How to make baby rice and porridge

Baby’s first solid food should be smooth and bland. Rice is ideal, as it’s gluten-free and unlikely to cause digestive problems.

Make your own baby rice with either ground rice or rice cooked for the family without adding salt to the water.

Cook the baby’s portion until it’s soft, and use the back of a spoon to push it through a sieve, or use a hand-held wand blender to puree it with breast or formula milk for a suitable texture. Brown rice contains more vitamins, but takes longer to cook.

Don’t add sugar or salt; babies don’t need sugar and their kidneys can’t deal with salt.

Cool and freeze leftovers immediately, and never keep portions that your baby has eaten from; bacteria grow fast on cooked rice.

Make your own baby porridge the same way as baby rice, either by grinding oats before cooking or sieving or blending oats cooked with milk or water.

How to make baby meals

Once baby takes rice comfortably from the spoon, add other flavours. Give any new food to your baby on its own three or four times and watch for a reaction before mixing it with familiar food.

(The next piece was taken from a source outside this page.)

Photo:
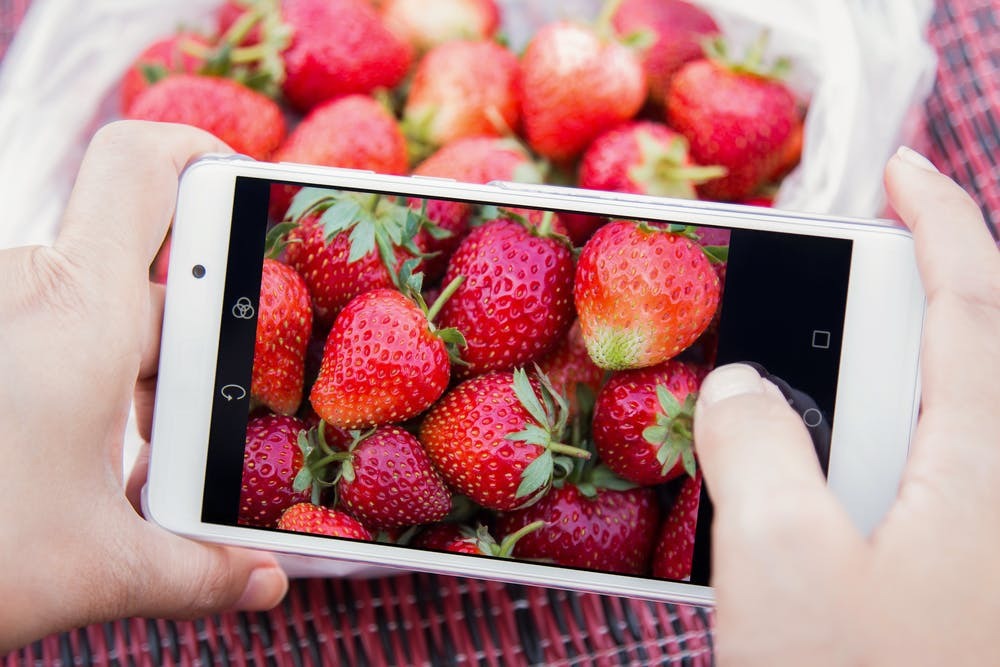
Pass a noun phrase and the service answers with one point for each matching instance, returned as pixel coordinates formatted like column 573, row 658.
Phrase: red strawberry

Sieve or blend steamed or microwaved vegetables or fruit; mash softer food like banana or ripe melon with a fork. Use baby rice to thicken food that’s too liquid. You can add well-cooked and blended lean meat or fish to baby’s vegetables.

Making baby meals interesting

Baby food doesn’t have to be bland. For example, you can use seasonings such as herbs, spices or garlic, or vary fruit flavours with different fruit juices. Never use honey, which can carry botulism.